Velma Streaming

Real-time conversation analysis over WebSocket. Stream audio to the server and receive analysis events as they are produced: transcribed clips, the inferred conversation type, participant roles, behavior detections, topics, per-speaker topic sentiment, and a summary — terminating with a final done event.

Endpoint

wss://platform.modulate.ai/api/velma-2-streaming

Authentication

Pass your API key as a query parameter when opening the connection.

wss://platform.modulate.ai/api/velma-2-streaming?api_key=YOUR_API_KEY

Unlike the batch endpoint, the streaming API does not use an X-API-Key header. The key must be in the query string at connection time.

See Authentication and rate limits for how to obtain and manage API keys.

Connection parameters

Connection parameters carry only the API key and audio-format hints. All analysis configuration is sent in the config frame, not the query string.

Parameter	Type	Required	Description
`api_key`	string	Yes	Your API key
`audio_format`	string	Raw formats only	Audio encoding. Omit for self-describing formats; required for raw/headerless formats. May optionally be set to override auto-detection
`sample_rate`	integer	Raw formats only	Sample rate in Hz. Required for raw formats; must not be set otherwise
`num_channels`	integer	Raw formats only	Number of channels (1–8). Required for raw formats; must not be set otherwise

Supported audio formats

Self-describing formats (auto-detected from file headers — no extra parameters needed): AAC, AIFF, FLAC, MP3, OGG, WAV, WebM

OGG / Opus: OGG is a container that may carry Opus-encoded audio. Pass audio_format=ogg, not audio_format=opus.

Raw / headerless formats (require audio_format, sample_rate, and num_channels): s8, s16le, s16be, s24le, s24be, s32le, s32be, u8, u16le, u16be, u24le, u24be, u32le, u32be, f32le, f32be, f64le, f64be, mulaw, alaw Valid sample rates: 8000, 11025, 16000, 22050, 32000, 44100, 48000, 96000

Configuration

After the connection opens, send exactly one text frame before any audio:

The literal string default to use the built-in default configuration, or
A JSON-encoded BatchConfig describing the conversation types, participant roles, behaviors, STT options, and which aggregate outputs (topics, sentiments, summary) to produce.

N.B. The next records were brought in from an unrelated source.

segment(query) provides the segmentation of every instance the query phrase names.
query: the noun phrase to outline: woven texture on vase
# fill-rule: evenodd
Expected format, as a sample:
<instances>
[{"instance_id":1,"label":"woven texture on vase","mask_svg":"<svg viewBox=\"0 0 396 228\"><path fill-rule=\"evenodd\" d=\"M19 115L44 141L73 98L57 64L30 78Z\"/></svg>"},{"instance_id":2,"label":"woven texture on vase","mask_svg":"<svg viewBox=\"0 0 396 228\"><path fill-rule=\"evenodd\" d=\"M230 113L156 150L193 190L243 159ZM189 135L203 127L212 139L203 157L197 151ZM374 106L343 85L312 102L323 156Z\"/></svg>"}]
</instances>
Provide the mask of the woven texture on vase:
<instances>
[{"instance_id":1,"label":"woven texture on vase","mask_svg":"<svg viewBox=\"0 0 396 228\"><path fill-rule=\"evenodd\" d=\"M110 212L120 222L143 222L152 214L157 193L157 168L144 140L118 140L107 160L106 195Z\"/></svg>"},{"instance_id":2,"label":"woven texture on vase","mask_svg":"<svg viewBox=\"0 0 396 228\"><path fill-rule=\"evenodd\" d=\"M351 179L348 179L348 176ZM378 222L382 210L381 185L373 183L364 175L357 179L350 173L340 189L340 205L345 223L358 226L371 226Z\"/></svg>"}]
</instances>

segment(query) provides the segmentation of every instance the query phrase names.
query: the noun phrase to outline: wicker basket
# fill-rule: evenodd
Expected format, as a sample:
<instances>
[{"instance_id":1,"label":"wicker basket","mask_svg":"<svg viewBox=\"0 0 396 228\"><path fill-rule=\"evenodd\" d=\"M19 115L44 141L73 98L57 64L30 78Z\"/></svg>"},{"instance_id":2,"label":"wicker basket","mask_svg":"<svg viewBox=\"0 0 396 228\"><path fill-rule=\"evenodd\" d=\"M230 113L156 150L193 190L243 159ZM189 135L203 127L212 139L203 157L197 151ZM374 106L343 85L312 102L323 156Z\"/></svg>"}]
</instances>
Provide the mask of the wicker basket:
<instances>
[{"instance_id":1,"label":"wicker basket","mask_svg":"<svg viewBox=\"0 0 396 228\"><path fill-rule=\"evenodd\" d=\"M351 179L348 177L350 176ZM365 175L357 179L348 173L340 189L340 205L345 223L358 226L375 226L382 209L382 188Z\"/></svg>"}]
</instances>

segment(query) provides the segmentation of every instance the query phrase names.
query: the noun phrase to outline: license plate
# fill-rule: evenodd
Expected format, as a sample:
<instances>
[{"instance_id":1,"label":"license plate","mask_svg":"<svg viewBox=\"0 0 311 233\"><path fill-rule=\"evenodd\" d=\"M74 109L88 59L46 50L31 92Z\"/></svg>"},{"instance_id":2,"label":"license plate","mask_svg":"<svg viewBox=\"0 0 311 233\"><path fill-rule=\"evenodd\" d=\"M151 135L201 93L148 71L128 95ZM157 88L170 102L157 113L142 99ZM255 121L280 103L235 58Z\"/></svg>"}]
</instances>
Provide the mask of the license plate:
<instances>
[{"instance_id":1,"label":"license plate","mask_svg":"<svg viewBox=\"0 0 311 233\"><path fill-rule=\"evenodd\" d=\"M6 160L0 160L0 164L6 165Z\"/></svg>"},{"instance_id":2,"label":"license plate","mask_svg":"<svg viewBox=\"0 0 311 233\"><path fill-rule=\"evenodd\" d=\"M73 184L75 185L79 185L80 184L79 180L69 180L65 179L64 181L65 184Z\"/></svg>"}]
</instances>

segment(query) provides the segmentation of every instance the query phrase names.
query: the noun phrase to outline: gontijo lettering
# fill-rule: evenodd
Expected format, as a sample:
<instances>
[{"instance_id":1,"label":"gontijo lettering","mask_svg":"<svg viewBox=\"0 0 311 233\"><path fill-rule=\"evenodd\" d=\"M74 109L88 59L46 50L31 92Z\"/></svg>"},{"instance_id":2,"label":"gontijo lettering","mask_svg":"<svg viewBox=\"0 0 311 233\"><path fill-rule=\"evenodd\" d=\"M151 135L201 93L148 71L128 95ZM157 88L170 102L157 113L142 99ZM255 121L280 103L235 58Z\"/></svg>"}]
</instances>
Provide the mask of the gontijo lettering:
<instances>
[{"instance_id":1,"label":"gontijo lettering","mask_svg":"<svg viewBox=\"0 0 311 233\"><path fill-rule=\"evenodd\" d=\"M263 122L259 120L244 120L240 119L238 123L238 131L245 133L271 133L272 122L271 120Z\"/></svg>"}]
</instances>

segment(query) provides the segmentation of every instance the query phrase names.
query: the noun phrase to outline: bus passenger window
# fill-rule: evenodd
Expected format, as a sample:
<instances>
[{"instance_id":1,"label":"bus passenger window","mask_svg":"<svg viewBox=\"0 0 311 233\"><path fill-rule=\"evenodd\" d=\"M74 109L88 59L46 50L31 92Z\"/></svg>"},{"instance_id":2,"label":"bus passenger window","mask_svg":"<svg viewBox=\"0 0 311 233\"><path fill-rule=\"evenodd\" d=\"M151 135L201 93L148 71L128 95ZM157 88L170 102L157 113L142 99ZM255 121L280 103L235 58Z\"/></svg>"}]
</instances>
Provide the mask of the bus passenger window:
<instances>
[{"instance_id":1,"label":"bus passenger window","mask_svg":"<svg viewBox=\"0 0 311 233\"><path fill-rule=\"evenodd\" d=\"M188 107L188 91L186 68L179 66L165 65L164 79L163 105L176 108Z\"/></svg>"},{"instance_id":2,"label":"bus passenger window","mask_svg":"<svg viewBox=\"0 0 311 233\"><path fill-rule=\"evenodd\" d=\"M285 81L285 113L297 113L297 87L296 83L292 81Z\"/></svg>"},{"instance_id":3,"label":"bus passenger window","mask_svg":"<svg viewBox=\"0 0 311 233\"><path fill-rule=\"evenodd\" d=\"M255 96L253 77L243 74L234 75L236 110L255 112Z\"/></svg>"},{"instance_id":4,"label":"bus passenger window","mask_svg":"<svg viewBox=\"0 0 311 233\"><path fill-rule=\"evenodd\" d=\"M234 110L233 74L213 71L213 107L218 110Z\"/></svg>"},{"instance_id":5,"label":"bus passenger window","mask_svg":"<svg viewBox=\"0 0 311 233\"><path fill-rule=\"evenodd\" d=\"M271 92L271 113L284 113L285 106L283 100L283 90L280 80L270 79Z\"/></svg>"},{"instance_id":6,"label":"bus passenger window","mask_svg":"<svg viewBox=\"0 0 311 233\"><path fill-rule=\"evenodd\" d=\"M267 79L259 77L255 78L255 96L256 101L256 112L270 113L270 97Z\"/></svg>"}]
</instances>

The BatchConfig schema is identical to the batch endpoint — see the Batch reference for the full field list. Behaviors may be referenced from the preset catalog with the preset:<identifier> syntax; list available presets with List behavior presets.

{
  "behaviors": ["preset:empathy", "preset:complaints"],
  "stt": { "speaker_diarization": true, "emotion_signal": true },
  "produce_topics": true,
  "produce_topic_sentiments": true,
  "produce_summary": true
}

You must send the config frame before any audio. Sending a binary audio frame before the config frame is a protocol error and closes the connection with code 1003.

Connection flow

Connect to the WebSocket endpoint with api_key (and audio_format, sample_rate, num_channels for raw formats).
Send one text frame: either the literal string default or a JSON-encoded BatchConfig.
Stream audio as binary WebSocket frames. Frames can be any size.
Receive analysis events as JSON text frames as results are produced.
Send an empty text frame ("") to signal end of audio.
Receive a final done event with the total audio duration.
The connection closes automatically.

Server events

The server emits JSON text frames as results are produced. Every event carries a type discriminator. The payload objects (clip, conversation-type pick, participant-role pick, behavior detection, topic sentiment) use the same schemas the batch endpoint returns — see the Batch reference for full field definitions. The partial_clip and clip_update payloads are streaming-only and documented below.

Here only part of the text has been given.